On ne peut s'empêcher de mettre en rapport ces inscriptions de Philae avec un processus de transformation qui lui est plus ou moins contemporain, à savoir la transformation du temple d'Isis de Philae en église chrétienne. On a pu, depuis longtemps, tenter de mettre en lien la fin des cultes pharaoniques à Philae avec plusieurs textes, et notamment un passage de Procope[1] dans les Guerres Perses. Cet épisode s'est déroulé cependant environ deux siècles après la dernière inscription hiéroglyphique de Philae, et un peu moins d'un siècle après le dernier graffito démotique, puisque les événements concernés sont à situer en 535 à 537 ap. J.- C. Les dernières inscriptions, les derniers graffitis de Philae que l'on peut qualifier de « païens », c'est-à-dire les actes d'adorations consacrés à Isis ou à Osiris, sont en effet datables de 457 ap. J.-C. environ.

Plusieurs visions s'affrontent à propos de cette question de la fin de ce « réduit du paganisme ». L'une, romanesque, se révèle comme une piste suivie par certains auteurs, souvent connus du grand public, aimant à voir les derniers dévots d'Isis en lutte ouverte contre les autorités chrétiennes et le général Narsès[2]. Ce dernier arrivant à Philae, aurait détruit et chassé les derniers « païens ». En revanche, des historiens plus prudents, dont Dijkstra, proposent un point de vue plus nuancé. En effet, il faut se demander si la fin des cultes pharaoniques à Philae a été provoquée directement par la volonté chrétienne d'anéantissement d'un culte « païen », ou alors au terme d'un processus de mutation un peu plus lent, d'une sorte de fatalité, d'un oubli de la culture ancienne.

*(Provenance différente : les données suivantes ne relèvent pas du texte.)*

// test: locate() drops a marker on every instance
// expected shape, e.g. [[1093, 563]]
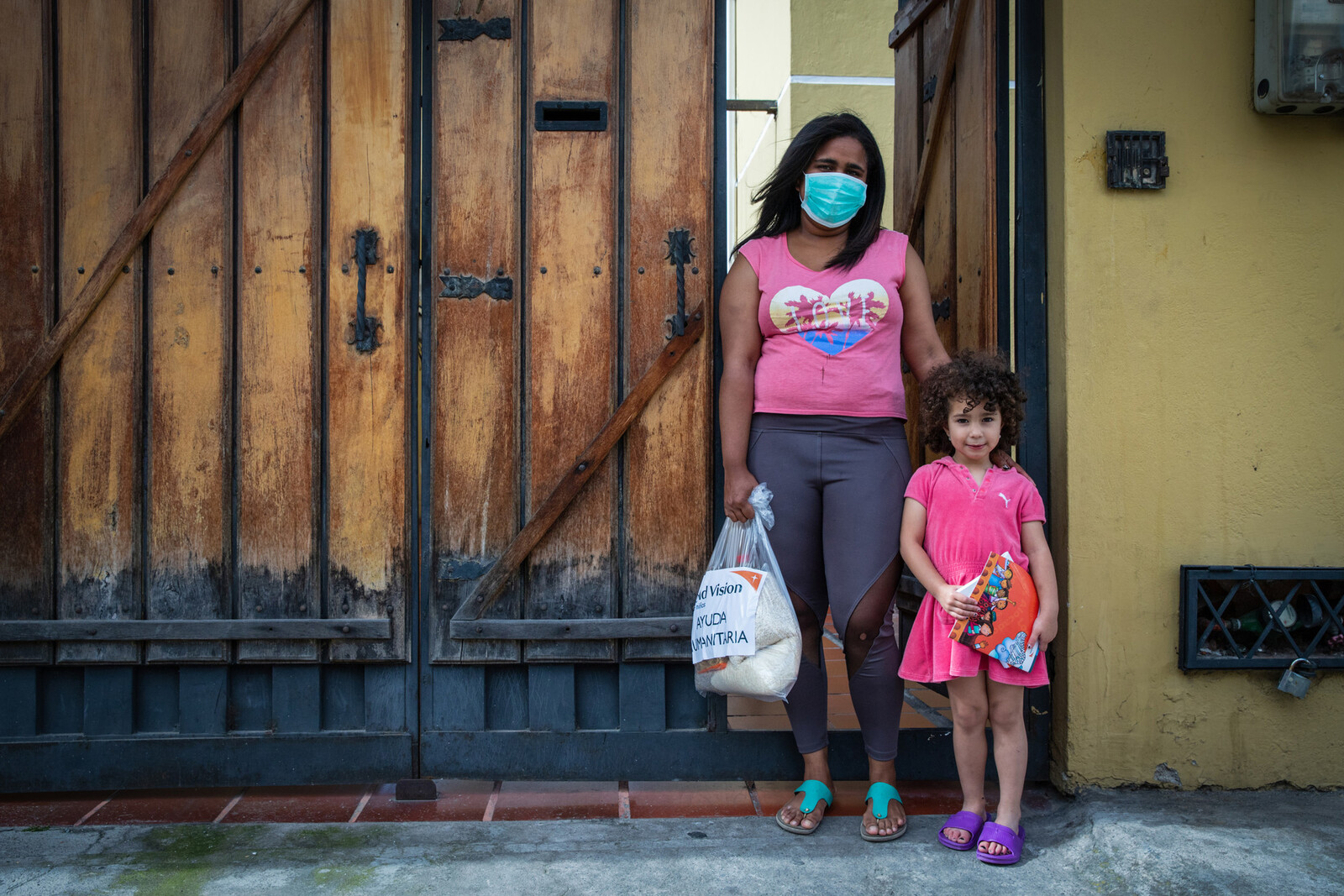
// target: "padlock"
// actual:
[[1294, 683]]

On peut tenter, comme nous allons le voir, d'évaluer ces hypothèses à l'aide de l'archéologie. Auparavant, il faut encore mentionner le texte de Priscus de Panium[3], portant sur une affaire liée aux indigènes locaux, les dits Blemmyes[4], et les Noubades, qui sont, sous ces noms, perçus dès l'Antiquité comme des groupes ethniques locaux, lesquels auraient eu l'autorisation (ou la possibilité) de venir de temps en temps, au moins une fois par année, dans l'île de Philae pour honorer la déesse Isis. Manifestement, le cas des Blemmyes ou des Noubades est assez particulier, et l'on peut penser très raisonnablement qu'ils ne se confondent pas avec la famille égyptienne des prêtres d'Isis de Philae. Ceci est confirmé par un papyrus du Caire, qui est une pétition de prêtres (chrétiens) de Kom Ombo, un peu plus au nord, se plaignant que, en 567 ap. J.-C, des pilleurs font des incursions jusque dans leur région, c'est-à-dire à des dizaines de kilomètres au nord de Philae, les désignant comme des Blemmyes. On peut donc penser qu'il y a une certaine part de véracité dans la source littéraire, laquelle ne fait qu'utiliser des faits locaux bien établis.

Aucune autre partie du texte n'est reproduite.